4,5$m write-off in FY24. Highlights release of Nintendo Switch 2 as a potential growth opportunity. Revenue flat since 2021. I think gaming is kind of comparable to fashion are similar consumer focused businesses. Either you need to establish a brand you can build strong customer relationships on or you need to participate in every new trend and push out new products. DELT seems like the latter spending 30$m on intangible capex a year without achieving sustainable growth. Pass.
162 & 163) Dewhurst Group (Ticker: DWHA & DWHT)
54£m global supplier of quality components to the lift, transport and keypad industries. Family business, lead by Dewhurst family who owns 48%. 20% owned by other single shareholders. 3% dividend, reduced share count by 10% in last 5 years.

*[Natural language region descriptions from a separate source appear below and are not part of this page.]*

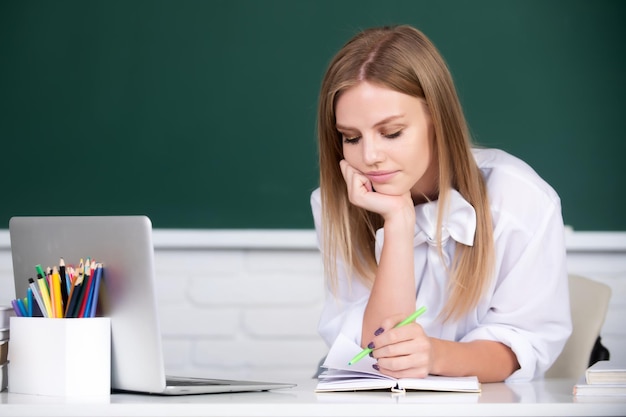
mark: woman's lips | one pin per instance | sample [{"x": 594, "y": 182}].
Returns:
[{"x": 380, "y": 176}]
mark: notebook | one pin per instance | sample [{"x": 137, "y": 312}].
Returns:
[{"x": 124, "y": 245}]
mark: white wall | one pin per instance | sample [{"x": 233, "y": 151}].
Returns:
[{"x": 245, "y": 304}]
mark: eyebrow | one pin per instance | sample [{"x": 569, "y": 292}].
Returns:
[{"x": 382, "y": 122}]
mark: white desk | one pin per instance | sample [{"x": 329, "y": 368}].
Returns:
[{"x": 542, "y": 398}]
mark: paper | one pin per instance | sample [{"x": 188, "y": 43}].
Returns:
[{"x": 340, "y": 376}]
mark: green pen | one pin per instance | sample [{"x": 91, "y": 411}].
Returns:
[{"x": 404, "y": 322}]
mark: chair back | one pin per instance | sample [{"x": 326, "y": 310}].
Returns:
[{"x": 589, "y": 302}]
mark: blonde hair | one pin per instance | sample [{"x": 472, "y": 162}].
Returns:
[{"x": 403, "y": 59}]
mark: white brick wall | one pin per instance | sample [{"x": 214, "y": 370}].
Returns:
[{"x": 245, "y": 304}]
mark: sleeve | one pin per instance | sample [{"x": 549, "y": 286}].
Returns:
[
  {"x": 342, "y": 311},
  {"x": 529, "y": 307}
]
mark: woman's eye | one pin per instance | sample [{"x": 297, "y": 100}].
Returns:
[
  {"x": 353, "y": 139},
  {"x": 393, "y": 135}
]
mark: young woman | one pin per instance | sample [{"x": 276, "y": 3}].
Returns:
[{"x": 409, "y": 214}]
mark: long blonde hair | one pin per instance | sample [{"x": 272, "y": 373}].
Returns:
[{"x": 403, "y": 59}]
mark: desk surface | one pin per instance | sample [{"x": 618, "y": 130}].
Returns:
[{"x": 540, "y": 398}]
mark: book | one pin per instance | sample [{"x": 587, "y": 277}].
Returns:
[
  {"x": 606, "y": 372},
  {"x": 339, "y": 376},
  {"x": 582, "y": 389}
]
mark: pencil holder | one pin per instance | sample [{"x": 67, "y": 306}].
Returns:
[{"x": 60, "y": 357}]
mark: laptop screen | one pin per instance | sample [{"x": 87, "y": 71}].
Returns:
[{"x": 124, "y": 245}]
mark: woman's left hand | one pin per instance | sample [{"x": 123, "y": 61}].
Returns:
[{"x": 403, "y": 352}]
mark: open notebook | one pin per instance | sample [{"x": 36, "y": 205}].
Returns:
[
  {"x": 128, "y": 297},
  {"x": 339, "y": 376}
]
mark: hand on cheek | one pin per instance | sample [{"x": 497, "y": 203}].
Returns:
[{"x": 361, "y": 193}]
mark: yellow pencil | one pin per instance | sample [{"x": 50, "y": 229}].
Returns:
[{"x": 57, "y": 300}]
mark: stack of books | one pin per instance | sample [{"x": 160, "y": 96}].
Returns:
[
  {"x": 5, "y": 314},
  {"x": 604, "y": 378}
]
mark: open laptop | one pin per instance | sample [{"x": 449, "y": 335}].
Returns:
[{"x": 124, "y": 245}]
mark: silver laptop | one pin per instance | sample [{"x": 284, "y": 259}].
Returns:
[{"x": 124, "y": 245}]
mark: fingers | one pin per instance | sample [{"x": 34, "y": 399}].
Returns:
[{"x": 402, "y": 352}]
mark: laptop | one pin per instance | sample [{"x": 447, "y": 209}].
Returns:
[{"x": 127, "y": 295}]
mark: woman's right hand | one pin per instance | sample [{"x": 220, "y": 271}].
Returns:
[{"x": 361, "y": 193}]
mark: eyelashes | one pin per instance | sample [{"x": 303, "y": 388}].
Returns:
[{"x": 355, "y": 139}]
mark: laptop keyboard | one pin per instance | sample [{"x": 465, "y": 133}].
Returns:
[{"x": 182, "y": 382}]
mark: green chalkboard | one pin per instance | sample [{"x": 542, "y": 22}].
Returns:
[{"x": 201, "y": 114}]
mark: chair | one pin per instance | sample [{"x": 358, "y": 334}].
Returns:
[{"x": 589, "y": 302}]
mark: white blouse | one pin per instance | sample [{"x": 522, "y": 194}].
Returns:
[{"x": 526, "y": 306}]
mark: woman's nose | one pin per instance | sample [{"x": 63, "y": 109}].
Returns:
[{"x": 372, "y": 151}]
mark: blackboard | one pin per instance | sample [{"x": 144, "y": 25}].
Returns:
[{"x": 201, "y": 114}]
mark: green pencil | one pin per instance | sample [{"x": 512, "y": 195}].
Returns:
[{"x": 404, "y": 322}]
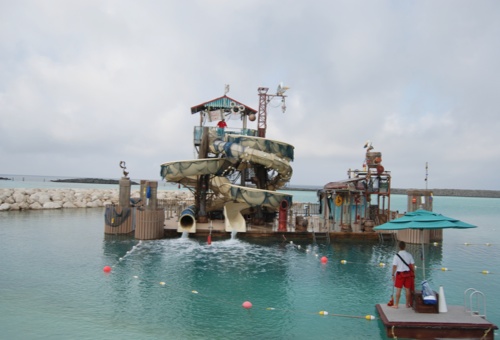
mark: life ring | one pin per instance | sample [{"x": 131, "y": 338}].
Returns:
[{"x": 338, "y": 201}]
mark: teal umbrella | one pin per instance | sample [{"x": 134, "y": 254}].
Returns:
[{"x": 421, "y": 220}]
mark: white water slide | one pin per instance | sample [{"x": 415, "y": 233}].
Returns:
[{"x": 238, "y": 153}]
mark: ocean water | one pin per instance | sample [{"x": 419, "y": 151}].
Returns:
[{"x": 52, "y": 284}]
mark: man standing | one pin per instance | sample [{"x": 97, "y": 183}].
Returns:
[{"x": 402, "y": 274}]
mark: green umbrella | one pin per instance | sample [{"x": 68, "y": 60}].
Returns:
[{"x": 421, "y": 220}]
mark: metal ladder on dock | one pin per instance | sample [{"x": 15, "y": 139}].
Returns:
[{"x": 474, "y": 295}]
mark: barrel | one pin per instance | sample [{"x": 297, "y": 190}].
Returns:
[{"x": 188, "y": 217}]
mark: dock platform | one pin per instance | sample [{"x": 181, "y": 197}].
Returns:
[
  {"x": 457, "y": 323},
  {"x": 217, "y": 230}
]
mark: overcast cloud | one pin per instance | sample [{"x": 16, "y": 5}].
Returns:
[{"x": 86, "y": 84}]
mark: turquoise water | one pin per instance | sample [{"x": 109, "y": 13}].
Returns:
[{"x": 53, "y": 287}]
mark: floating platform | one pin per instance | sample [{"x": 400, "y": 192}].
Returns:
[{"x": 457, "y": 323}]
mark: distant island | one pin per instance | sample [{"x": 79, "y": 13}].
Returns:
[{"x": 90, "y": 181}]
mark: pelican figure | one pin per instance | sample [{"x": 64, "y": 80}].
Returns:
[{"x": 368, "y": 146}]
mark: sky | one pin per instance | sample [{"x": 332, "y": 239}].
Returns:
[{"x": 87, "y": 84}]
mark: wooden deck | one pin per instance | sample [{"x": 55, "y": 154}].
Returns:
[{"x": 454, "y": 324}]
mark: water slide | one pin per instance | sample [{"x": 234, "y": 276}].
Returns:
[{"x": 235, "y": 153}]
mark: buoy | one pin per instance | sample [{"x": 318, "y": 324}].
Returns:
[{"x": 442, "y": 301}]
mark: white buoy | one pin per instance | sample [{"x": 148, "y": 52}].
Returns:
[{"x": 442, "y": 301}]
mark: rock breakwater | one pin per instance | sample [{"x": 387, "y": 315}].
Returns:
[{"x": 37, "y": 199}]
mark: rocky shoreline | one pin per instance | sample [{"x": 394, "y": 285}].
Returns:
[{"x": 38, "y": 199}]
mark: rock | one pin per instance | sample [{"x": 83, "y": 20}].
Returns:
[
  {"x": 19, "y": 197},
  {"x": 36, "y": 206}
]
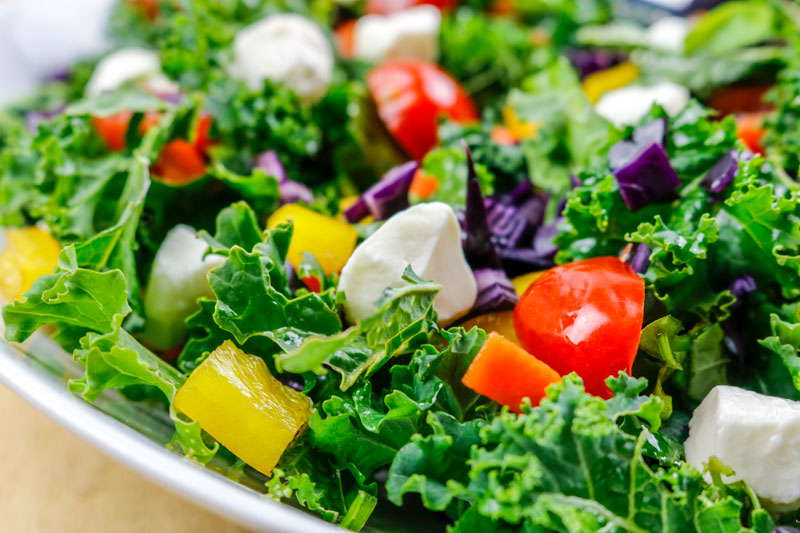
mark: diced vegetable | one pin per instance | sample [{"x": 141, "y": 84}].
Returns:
[
  {"x": 519, "y": 129},
  {"x": 597, "y": 84},
  {"x": 28, "y": 254},
  {"x": 584, "y": 317},
  {"x": 329, "y": 240},
  {"x": 423, "y": 185},
  {"x": 507, "y": 374},
  {"x": 501, "y": 322},
  {"x": 238, "y": 402}
]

50% of market cap in cash on the sheet and no long-term debt. Recent growth attributable to rail infrastructure growth and new business in Singapore. Cash is worthless just chilling on the sheet. Seems like a sleepy, but well managed family business, deserving the 10x P/E. Pass.
164) Diaceutics (Ticker: DRXR)
106£m provider of end-to-end commercialisation solutions for precision medicines through data analytics, scientific and advisory services. 50% of revenue is recurring.
Is growing strongly but operating unprofitable. No debt. Expects profitability on PBT basis in FY25. High-growth unprofitable software is nothing I’m interested in, but this may be worth a look for growth investors, pass.
165) Diales Group (Ticker: DIAL)
12£m dispute avoidance and dispute resolution consultancy in the construction industry. Chair will step down in September. Expects tariffs to have a positive impact. Closed it’s US business. Revenues flat, gross margin down, partly offset by administrative cost reductions. Returned 1£m via buybacks and dividends last year. 15x fwd. P/E (Koyfin). I see nothing that interests me here, pass.
Wrap-up
165/669 companies covered so far.
Watchlist: 27/165.
Pass: 138/165.
No-Revenue counter: 37/165.
Feel free to provide opinions and sources on any of the stocks. Cheers.
















I don't hold a stake in DEVO but worth pointing out they have an excellent reputation in the indie gaming space, exemplified by NetEase owning 7% and Sony owning 5% (another 4% owned by a UK dev setup by the former head of Codemasters). Founders own another half so float is tiny after considering employee stakes. They have an offbeat, subversive identity. They tend to avoid the micro transaction model and so rely on a steady stream of successful titles to avoid bumpiness, which they're generally pretty good at, but is riskier to investors.
Like Tinybuild and other US listed AIM stocks, not really sure what they're doing in London rather than New York, maybe taking advantage of looser listing requirements. Another potential listing-switch candidate.
Thanks for the post and for sharing my write-up!